Tuesday, May 22, 2007

Vladimir's Mustache (and an electrocuted elephant)

Not much to report around here. Though I hope to be posting more frequently in the future, more than likely at a different url (can you believe someone's already bought StephanClark.com?), and probably in a more general way (though with continued interest shown to all things Former Soviet Union).

For the time being, I'll leave you -- if there is any "you" left, and not just the occasional passer-by from an obscure Google search -- with links to two stories of mine, both recently released.

The first, Vladimir's Mustache, tells the story of an actor during the run-up to the Great Patriotic War. Tired of playing peasants and factory workers -- the conventions of socialist realism -- this actor learns the dangers of Method Acting -- of following the teachings of Stanislavski rather than Stalin -- when he's cast as Hitler in a propaganda film.
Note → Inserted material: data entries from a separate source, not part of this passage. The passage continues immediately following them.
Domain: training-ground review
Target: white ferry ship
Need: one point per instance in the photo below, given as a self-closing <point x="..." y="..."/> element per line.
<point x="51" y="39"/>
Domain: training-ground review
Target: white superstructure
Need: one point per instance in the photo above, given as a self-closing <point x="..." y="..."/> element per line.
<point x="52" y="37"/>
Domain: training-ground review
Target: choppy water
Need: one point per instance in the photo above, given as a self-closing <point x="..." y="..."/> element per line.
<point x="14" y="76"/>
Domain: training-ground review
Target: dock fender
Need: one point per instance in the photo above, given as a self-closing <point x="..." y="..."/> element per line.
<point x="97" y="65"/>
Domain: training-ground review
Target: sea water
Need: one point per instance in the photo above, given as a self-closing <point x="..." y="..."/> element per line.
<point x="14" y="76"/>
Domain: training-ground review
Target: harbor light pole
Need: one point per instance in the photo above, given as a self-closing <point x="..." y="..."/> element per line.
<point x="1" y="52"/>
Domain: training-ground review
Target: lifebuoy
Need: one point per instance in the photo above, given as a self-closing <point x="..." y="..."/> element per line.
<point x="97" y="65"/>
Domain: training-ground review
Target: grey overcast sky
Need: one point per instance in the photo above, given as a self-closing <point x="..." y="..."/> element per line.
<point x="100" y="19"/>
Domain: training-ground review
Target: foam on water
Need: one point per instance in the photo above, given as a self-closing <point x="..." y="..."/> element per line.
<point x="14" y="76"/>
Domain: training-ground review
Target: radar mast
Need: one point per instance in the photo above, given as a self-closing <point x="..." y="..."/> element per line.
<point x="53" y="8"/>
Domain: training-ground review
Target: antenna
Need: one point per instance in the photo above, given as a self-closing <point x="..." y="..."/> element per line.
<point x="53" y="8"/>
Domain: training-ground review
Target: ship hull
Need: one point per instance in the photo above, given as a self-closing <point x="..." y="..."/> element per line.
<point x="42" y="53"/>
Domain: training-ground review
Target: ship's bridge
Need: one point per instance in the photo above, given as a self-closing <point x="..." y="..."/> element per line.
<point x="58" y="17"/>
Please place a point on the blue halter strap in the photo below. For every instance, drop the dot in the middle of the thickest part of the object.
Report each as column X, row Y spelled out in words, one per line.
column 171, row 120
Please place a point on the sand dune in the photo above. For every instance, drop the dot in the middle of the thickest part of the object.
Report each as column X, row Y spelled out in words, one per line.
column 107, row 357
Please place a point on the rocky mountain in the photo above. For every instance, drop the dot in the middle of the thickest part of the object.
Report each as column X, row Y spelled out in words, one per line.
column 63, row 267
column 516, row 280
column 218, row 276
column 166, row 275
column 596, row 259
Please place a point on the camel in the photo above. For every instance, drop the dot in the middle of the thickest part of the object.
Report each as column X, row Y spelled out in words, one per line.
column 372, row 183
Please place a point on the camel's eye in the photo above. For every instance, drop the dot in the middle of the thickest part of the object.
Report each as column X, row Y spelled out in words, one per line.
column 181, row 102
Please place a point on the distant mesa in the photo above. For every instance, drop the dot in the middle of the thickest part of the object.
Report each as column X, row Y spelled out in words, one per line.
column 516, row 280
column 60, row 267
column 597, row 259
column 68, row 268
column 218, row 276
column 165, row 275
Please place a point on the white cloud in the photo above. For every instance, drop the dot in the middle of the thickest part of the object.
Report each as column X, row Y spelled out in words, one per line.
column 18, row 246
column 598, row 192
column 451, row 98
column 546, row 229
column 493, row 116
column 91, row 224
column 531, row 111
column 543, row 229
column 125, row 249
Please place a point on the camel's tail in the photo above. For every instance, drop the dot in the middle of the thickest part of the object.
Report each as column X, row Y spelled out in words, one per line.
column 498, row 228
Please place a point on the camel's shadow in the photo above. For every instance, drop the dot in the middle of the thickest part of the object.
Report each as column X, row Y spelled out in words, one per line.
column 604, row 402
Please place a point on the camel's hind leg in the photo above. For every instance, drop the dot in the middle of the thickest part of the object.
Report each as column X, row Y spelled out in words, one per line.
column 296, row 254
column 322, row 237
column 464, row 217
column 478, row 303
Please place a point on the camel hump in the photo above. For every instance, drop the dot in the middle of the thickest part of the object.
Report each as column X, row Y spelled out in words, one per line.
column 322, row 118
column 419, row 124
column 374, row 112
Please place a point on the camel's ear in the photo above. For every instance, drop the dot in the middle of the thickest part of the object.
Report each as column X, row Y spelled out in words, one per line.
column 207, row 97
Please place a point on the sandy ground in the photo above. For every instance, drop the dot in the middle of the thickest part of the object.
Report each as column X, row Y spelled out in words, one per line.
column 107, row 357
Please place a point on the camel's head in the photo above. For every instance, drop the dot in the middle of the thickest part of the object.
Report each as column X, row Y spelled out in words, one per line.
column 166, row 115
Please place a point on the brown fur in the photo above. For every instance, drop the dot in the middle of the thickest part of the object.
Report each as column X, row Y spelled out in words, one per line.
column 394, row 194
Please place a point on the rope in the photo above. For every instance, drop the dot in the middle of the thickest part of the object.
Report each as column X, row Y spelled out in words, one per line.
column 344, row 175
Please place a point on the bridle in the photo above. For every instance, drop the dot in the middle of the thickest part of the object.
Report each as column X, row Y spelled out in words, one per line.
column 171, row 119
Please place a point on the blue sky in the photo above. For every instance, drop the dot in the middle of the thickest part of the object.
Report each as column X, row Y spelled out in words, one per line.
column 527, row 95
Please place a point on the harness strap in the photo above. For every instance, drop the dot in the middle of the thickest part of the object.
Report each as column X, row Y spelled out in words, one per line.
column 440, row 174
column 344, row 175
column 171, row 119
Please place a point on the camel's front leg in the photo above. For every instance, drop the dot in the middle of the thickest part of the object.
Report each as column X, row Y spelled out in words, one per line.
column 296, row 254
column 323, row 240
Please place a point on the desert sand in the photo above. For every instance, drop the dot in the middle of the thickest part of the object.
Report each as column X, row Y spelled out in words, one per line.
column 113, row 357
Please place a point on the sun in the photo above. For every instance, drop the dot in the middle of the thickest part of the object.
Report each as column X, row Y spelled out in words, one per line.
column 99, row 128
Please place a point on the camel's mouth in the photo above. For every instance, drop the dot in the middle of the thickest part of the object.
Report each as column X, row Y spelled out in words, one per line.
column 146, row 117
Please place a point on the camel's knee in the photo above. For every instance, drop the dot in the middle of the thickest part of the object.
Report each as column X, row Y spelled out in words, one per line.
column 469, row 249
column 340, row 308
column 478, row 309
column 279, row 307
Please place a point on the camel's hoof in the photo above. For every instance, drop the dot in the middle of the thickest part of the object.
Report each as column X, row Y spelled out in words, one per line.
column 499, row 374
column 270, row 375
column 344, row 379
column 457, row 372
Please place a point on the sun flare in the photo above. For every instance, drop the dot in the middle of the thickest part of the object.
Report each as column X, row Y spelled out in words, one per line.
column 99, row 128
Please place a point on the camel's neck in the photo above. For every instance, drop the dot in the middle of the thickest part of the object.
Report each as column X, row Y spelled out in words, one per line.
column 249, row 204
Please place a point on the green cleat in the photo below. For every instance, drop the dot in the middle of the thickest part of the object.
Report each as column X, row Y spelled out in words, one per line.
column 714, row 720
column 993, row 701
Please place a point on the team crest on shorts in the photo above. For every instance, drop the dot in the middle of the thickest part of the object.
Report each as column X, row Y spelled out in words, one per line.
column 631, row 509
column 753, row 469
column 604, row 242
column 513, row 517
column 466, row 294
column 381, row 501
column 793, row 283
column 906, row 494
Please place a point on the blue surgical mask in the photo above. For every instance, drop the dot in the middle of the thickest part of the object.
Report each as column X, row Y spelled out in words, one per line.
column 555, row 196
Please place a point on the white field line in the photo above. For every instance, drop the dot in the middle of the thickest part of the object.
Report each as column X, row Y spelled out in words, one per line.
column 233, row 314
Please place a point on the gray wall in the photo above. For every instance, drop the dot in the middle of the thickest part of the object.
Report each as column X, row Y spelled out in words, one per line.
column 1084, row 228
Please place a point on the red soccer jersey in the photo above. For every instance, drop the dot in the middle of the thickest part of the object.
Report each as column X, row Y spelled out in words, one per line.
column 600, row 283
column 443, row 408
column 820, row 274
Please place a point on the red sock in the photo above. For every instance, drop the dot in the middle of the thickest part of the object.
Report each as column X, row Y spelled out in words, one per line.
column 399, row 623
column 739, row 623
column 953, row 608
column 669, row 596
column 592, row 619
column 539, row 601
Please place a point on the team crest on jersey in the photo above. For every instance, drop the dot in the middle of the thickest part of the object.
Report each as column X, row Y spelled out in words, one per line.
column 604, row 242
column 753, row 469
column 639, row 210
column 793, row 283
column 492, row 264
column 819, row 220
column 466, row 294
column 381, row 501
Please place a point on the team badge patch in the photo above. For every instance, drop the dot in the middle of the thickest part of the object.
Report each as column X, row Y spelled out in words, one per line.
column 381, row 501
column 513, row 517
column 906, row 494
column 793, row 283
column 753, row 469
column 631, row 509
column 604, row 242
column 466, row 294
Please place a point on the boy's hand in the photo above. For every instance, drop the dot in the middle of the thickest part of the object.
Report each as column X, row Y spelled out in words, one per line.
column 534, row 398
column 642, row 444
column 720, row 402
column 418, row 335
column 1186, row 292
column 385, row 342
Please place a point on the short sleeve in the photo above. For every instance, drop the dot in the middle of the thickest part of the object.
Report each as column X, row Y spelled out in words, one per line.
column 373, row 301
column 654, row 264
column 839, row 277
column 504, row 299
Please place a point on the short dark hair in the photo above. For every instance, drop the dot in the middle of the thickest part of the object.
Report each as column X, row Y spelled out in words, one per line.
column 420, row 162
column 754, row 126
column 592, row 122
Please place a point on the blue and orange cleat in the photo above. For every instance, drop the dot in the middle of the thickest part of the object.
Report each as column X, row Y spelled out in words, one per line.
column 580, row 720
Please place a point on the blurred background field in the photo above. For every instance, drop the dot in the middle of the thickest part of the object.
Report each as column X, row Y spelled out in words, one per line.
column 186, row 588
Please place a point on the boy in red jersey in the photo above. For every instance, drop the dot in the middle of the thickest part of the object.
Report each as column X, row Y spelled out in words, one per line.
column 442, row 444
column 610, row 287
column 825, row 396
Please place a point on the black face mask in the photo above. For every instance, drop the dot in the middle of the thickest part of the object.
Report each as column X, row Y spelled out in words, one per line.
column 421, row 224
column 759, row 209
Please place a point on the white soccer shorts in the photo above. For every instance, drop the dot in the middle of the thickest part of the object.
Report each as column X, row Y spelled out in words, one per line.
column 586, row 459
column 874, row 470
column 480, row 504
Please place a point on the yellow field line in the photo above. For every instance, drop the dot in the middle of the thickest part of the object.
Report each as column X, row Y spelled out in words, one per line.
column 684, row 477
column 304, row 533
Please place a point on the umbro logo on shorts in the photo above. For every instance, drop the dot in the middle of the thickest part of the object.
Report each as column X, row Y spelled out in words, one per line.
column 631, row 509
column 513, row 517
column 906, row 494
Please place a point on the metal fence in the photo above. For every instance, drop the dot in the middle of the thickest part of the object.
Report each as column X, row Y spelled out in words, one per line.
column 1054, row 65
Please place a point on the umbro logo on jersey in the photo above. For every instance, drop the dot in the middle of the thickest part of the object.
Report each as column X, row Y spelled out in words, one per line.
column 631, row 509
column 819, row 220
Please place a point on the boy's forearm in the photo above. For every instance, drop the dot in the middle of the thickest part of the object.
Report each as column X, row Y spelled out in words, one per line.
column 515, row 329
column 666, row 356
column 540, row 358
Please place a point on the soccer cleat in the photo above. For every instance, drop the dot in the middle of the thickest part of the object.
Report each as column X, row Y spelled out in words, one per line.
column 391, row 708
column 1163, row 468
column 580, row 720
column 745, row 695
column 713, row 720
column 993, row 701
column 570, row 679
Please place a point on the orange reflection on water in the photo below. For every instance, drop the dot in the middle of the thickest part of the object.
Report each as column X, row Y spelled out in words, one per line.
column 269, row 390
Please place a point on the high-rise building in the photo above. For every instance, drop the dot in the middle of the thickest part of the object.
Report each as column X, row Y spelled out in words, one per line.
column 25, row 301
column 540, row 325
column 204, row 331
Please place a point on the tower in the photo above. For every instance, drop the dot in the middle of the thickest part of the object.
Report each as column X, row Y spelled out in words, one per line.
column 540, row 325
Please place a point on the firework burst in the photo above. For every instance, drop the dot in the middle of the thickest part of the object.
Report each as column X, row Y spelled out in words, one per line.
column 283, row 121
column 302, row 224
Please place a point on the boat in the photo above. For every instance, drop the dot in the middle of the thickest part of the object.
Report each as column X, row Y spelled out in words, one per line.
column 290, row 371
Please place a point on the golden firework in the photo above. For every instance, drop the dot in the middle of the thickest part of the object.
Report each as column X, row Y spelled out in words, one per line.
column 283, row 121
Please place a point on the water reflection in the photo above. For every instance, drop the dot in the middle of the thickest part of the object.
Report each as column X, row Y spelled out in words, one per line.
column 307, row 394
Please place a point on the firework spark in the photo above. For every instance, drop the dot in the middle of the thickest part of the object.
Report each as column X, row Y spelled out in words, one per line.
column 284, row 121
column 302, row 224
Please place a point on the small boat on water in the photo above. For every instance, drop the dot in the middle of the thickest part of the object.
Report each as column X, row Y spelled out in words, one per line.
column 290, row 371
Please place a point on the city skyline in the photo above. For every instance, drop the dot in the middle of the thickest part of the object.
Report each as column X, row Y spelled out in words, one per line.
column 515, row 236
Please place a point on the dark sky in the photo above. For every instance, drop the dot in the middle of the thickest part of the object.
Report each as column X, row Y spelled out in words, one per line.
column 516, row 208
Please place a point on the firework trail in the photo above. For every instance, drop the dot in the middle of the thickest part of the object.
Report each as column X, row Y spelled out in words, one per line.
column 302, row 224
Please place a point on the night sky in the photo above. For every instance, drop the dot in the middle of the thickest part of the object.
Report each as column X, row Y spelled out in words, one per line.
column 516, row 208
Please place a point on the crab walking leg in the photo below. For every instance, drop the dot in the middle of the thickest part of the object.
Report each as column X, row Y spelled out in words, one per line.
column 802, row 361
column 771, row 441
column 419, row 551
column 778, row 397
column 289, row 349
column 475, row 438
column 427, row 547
The story, a companion piece to Kamkov the Astronomer, published in Vol 3.1 of The Cincinnati Review and excerpted in that magazine's archives, can be found in Ninth Letter, which mixes great design with a cast of contributors I'm more than happy to join. The publication was recently named best new literary magazine in these United States.

The second story, Topsy the Elephant, was published in this week's LA Weekly. Dushan Milic contributed some great artwork to the story, but you'll have to follow the link to see it because it apparently can't be downloaded to your hard-drive -- at least, I can't figure out how to do that.